Полная версия:
Рецепты грузинской жизни
Пары неспешно прогуливались по аллеям, разговаривая шёпотом, кто-то держал бокал красного вина, аромат которого сливался с запахом влажной земли и цветущего жасмина. У фонтана, где вода тихо плескалась, вспыхивали огоньки фотокамер – люди ловили моменты, будто боясь упустить что-то ценное.
– Здесь всегда кто-то есть, – сказала Олеся, улыбаясь и смотря на мерцающие лица прохожих. – Такое тёплое место для прогулок, словно старый друг, что всегда рядом.
– В этом весь шарм, – ответил Томас, глядя на неё с мягкой улыбкой.
Они подошли к скамье под величественным кипарисом – его корни, покрытые мхом, выглядели будто живые. Олеся вдруг замедлила шаг и нахмурилась:
– Подожди… мне кажется, там что-то блеснуло. Ты это видишь?
Она опустилась на колени, аккуратно раздвигая сухие ветки и мох. Под корнями, укрытый от посторонних глаз, лежал свёрток, перевязанный тонкой чёрной лентой.
– Прямо сцена из фильма, – пробормотал Томас, слегка улыбаясь.
Развязав ленту, они обнаружили старинную телеграфную кассету и пожелтевшую записку с аккуратным почерком:
Signal is faint. But it’s still here.
Ниже – подпись:
For the one who still listens. Nino Chavchavadze, 1925.
– Это Нино, – тихо сказала Олеся, глядя на него, – та самая с фотографии в книге, и в Сигнахи, помнишь?
– Сто лет все проходили мимо, а нашла именно ты, – удивился Томас.
– Наверное, потому что мы слушали, – сказала она, доставая из свёртка тонкий серебряный ключ, аккуратно привязанный к кассете. – «Он ничего не открывает, но, может, ты найдёшь от чего он», – процитировала она.
– Завтра – музей и архив. Там, где хранятся тайны, – твёрдо сказал Томас.
– А потом – винный погреб, – ответила Олеся, её голос чуть потеплел. – Может, там будет ещё один след. Или просто вино, и мы всё это выдумаем.
– Или наоборот – история вплетёт нас в себя, – сказал Томас, усаживаясь рядом. – Ты ведь не просто так нашла эту кассету.
– Имя, Нино… и это место, – тихо произнёс он, – неужели всё действительно связано?
– Дочь князя, хозяина имения. Её звали Нино Чавчавадзе. Та самая, жена Грибоедова. Судьба её – вдова, верность, чёрное платье на всю жизнь… Но 1925 – совсем другая эпоха, почему именно тогда?
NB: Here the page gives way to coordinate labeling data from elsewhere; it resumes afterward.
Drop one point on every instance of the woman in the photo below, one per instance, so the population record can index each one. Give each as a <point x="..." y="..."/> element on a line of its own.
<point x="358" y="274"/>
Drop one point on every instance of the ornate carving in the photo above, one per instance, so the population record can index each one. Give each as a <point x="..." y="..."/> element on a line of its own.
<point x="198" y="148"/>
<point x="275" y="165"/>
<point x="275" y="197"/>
Она повернулась к нему, глаза её блестели в свете фонарей:
– Мы здесь, в доме, где она жила. И эта кассета с подписью – совпадение?
– Или приглашение, – тихо ответил Томас. – Для тебя. Для нас. Может, история ждала, чтобы её снова услышали.
– Ты – носительница ключа от чьей-то истории, – улыбнулся он, – и нашла кассету. Красиво звучит.
– А мы всего-то хотели романтики, – усмехнулась Олеся, но глаза её стали серьёзнее. – Но если уж мы здесь, и все эти знаки – может, это и наша история тоже?
– Тогда пойдём по следу, – Томас крепко сжал её руку. – Начнём с музея, потом архив, и после – пусть будет вино. Но не забудем слушать.
– В планах на завтра был бассейн и велосипедная прогулка по окрестностям. Мы же всё планировали как шикарное романтическое приключение, – сказала она с улыбкой, но в голосе уже звучала решимость.
– Ты не чувствуешь связь? – спросил Томас. – Будто всё это – для тебя. Для нас. Не случайно мы здесь, не случайно эти знаки.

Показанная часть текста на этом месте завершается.